A hybrid cryptosystem uses
(a) Public key cryptography for key exchange and symmetric cryptography for communication.
(b) Two layers of encryption for added security: symmetric cryptography and public key cryptography.
(c) A different cryptosystem for each direction of communication.
(d) Symmetric cryptography for key exchange and public key cryptography for communication.
The Challenge Handshake Authentication Protocol relies on
(a) Hash functions.
(b) Public key cryptography.
(c) Symmetric cryptography.
(d) A combination of all of the above.
OpenID and OAuth both
(a) Use HTTP redirection.
(b) Allow a user to maintain a single ID across multiple services.
(c) Allow the user to authorize limited functionality for a service.
(d) Use a third-party to manage user IDs.
Compared with a regular packet filter, a packet filter with deep packet inspection capabilities (DPI) will enable you to
(a) Block specific URLs targeted for your web server on TCP port 80.
(b) Drop all IP packets originating from 128.6.*.*.
(c) Accept all packets going to your mail server on TCP port 25 except those from 128.6.4.2.
(d) Block external packets that are masquerading as internal packets (i.e., their source address is that of your internal network)
A DMZ contains machines that
(a) Offer services to the external network.
(b) Are potentially not secured and hence vulnerable.
(c) Do not require connectivity to either the external or internal networks
(d) Host services that are accessed only from the internal network.
Tunneling in a VPN (Virtual Private Network) refers to
(a) A way of detecting malicious packets being injected into the network.
(b) A way of securing communication between two network endpoints.
(c) The encapsulation of full IP packets within other packets.
(d) The compression of packets that increases network performance between two routers.
Packets on a VPN (Virtual Private Network) are generally secured and made tamper-proof via
(a) Encryption.
(b) Digital signatures.
(c) A combination of encryption and digital signatures.
(d) Tunneling.
A stuck bit in memory location is an example of a
(a) Fail-silent fault.
(b) Byzantine fault.
(c) Intermittent fault.
(d) Transient fault.
802.11n (Wi-Fi) uses Low-density parity-check (LDPC) to improve reliability over noisy networks.
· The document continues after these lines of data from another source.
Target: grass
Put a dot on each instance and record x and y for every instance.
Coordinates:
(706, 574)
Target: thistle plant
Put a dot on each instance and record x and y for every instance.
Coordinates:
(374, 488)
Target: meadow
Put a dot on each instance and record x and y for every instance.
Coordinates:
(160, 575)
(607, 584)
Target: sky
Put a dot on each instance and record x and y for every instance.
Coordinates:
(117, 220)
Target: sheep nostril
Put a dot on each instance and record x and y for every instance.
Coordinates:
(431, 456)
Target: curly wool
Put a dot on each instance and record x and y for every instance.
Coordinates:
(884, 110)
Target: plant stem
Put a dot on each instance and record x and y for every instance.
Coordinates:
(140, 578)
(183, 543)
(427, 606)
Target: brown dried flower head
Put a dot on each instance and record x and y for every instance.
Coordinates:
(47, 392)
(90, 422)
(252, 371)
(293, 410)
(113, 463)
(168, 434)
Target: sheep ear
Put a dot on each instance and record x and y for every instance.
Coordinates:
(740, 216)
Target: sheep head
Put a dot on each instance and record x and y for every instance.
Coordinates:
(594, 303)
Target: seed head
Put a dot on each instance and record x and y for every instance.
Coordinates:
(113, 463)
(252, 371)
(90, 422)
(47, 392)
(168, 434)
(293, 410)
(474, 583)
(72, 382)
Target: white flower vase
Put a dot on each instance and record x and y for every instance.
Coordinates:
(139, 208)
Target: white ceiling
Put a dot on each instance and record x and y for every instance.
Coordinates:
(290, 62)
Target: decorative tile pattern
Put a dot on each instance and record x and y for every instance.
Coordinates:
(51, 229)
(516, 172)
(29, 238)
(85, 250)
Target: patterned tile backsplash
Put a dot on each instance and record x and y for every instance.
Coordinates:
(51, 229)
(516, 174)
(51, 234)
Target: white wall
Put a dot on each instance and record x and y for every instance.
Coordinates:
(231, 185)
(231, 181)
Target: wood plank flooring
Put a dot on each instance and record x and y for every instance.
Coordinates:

This is an example of
(a) Physical redundancy.
(b) Information redundancy.
(c) Time redundancy.
(d) Reliable multicast.
A necessary component in a cluster file system is a
(a) Distributed lock manager (DLM).
(b) Heartbeat network.
(c) Storage area network (SAN).
(d) System area network (SAN).
An application monitoring process detects a failed web server and starts a web server on backup machine. This is called
(a) Cold failover
(b) Warm failover
(c) Hot failover
(d) Cascading failover.
Which cluster is most likely to use MPI (message passing interface)?
(a) High performance computing (HPC).
(b) Batch processing in a computer graphics render farm.
(c) Load-balanced web servers.
(d) High availability cluster.
A key design principle of the Google cluster architecture is
(a) Merging is fast; break up databases into lots of pieces and use lots of processes, each working on a piece of the data.
(b) Minimize the number of phases in a task; create many replicas of a database and allow each system full access to it without the need for sharing or locking.
(c) Minimize context switch overhead; machines are cheap and it's more efficient to devote a node to one task exclusively.
(d) Machines and software fail; run the same task redundantly in parallel to ensure successful execution.